The teenage years are a time of considerable brain changes and inevitable emotional turmoil.
The researchers found that high levels of social media use over four years was associated with increased depression - and each one-hour increase in the average time students said they spent on social media was associated with an increase in the severity of depression symptoms within that same year.
Higher-than-average social media use and time in front of the television were associated with more severe symptoms of depression.
Now, another research in the fray has come up with concrete data illustrating the ill-effects of social media on the mental health of teenagers. Those researchers concluded using social media less would significantly decrease feelings of depression and loneliness.
Researchers also found evidence that social media - and not other screen-based activities - may promote depressive symptoms in those already suffering them, through a reinforcing spiral process.
"The biggest surprise for me was that video gaming and depression were not related at all over the course of four years", he said.

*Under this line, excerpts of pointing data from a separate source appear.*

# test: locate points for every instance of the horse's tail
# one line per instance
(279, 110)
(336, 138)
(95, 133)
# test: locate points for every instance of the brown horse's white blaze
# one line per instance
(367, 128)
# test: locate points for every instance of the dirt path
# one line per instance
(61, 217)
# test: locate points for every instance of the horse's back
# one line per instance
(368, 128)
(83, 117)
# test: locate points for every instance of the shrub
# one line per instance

"The algorithmic features of television viewing and, in particular, social media, create and maintain a feedback loop by suggesting similar content to users based on their previous search and selection behaviour". First, there was "Upward Social Comparison", the idea that social media can harm people's self-esteem as they are bombarded with highlight reels of other people's lives.

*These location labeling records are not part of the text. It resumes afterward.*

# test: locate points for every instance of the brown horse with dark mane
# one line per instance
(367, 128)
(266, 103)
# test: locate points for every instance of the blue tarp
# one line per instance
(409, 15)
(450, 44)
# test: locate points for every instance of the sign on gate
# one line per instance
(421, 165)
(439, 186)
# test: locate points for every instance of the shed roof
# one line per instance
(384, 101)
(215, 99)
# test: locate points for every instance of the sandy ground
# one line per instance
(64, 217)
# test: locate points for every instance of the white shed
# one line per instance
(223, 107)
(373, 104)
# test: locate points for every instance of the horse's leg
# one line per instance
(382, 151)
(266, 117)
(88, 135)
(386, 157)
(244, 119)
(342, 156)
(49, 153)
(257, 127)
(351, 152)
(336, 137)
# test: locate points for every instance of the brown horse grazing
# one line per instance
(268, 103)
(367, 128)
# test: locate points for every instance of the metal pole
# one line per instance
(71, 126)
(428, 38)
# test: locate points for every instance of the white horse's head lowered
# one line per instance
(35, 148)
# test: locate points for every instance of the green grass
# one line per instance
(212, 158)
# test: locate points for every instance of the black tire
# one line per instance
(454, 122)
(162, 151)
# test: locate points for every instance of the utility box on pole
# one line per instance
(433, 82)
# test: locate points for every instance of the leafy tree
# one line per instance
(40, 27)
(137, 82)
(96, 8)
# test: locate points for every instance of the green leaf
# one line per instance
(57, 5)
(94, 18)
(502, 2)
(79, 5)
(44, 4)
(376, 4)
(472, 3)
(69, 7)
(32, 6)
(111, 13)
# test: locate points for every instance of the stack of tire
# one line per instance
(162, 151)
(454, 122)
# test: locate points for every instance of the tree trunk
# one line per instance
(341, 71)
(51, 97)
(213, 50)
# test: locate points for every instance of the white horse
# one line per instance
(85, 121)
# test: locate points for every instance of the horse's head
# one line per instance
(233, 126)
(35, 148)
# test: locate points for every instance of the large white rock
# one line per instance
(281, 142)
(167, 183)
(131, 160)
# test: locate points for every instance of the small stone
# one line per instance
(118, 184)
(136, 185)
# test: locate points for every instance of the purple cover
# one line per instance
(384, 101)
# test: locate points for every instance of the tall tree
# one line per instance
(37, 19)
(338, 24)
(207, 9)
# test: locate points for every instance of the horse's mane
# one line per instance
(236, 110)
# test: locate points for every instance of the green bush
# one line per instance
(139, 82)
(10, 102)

The U.S. National Institute of Mental Health has more on teen depression.
During the study, the researchers followed nearly 4,000 Canadian teenagers from ages 12 to 16 years.

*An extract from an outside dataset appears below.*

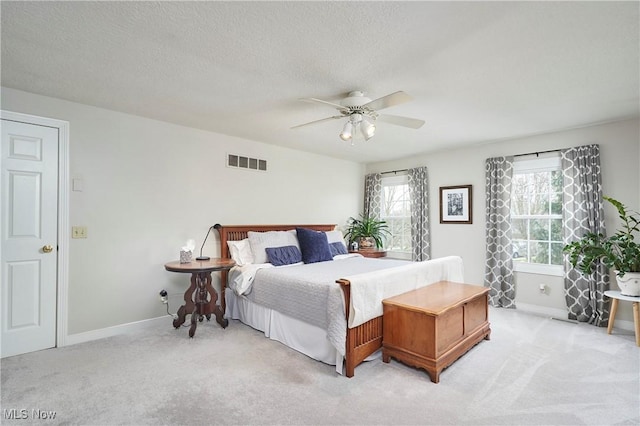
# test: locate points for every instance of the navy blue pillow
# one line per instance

Dr. Gary Maslow, a child and adolescent psychiatrist at Duke Health and assistant professor of pediatrics at Duke University in Durham, North Carolina, said in January that he often points his patients' families to the American Academy of Pediatrics for tips on how to establish healthy social media habits at home.
Conrod said her research showed that social media could have a particularly negative impact, as young people are presented with "very idealized images of what the lives of young people are like and presented through social media with images from their own peers". "Thus, the more one's depressive state influences their viewing choices, the more similar content is being suggested and provided, and the more likely one will be continuously exposed to such content, therewith maintaining and enhancing depression".
'This is highly encouraging from a prevention perspective, ' Dr Conrod said.
Boers and colleagues found that for television, increased use was associated with a decline in the severity of depression symptoms in a between-person analysis (-0.22, 95% CI -0.40 to -0.05), but in a within-person analysis, increasing television use by one hour within a given year was associated with a 0.18-unit increase (95% CI 0.09-0.27) in depressive symptoms. "Early detection of vulnerability to depression gives doctors and parents plenty of time to intervene by adjusting the amount of time young people use social media and television".
"Regulating teens" social media and television use might be one way to help young people manage depressed mood or vulnerability to depressive symptoms'.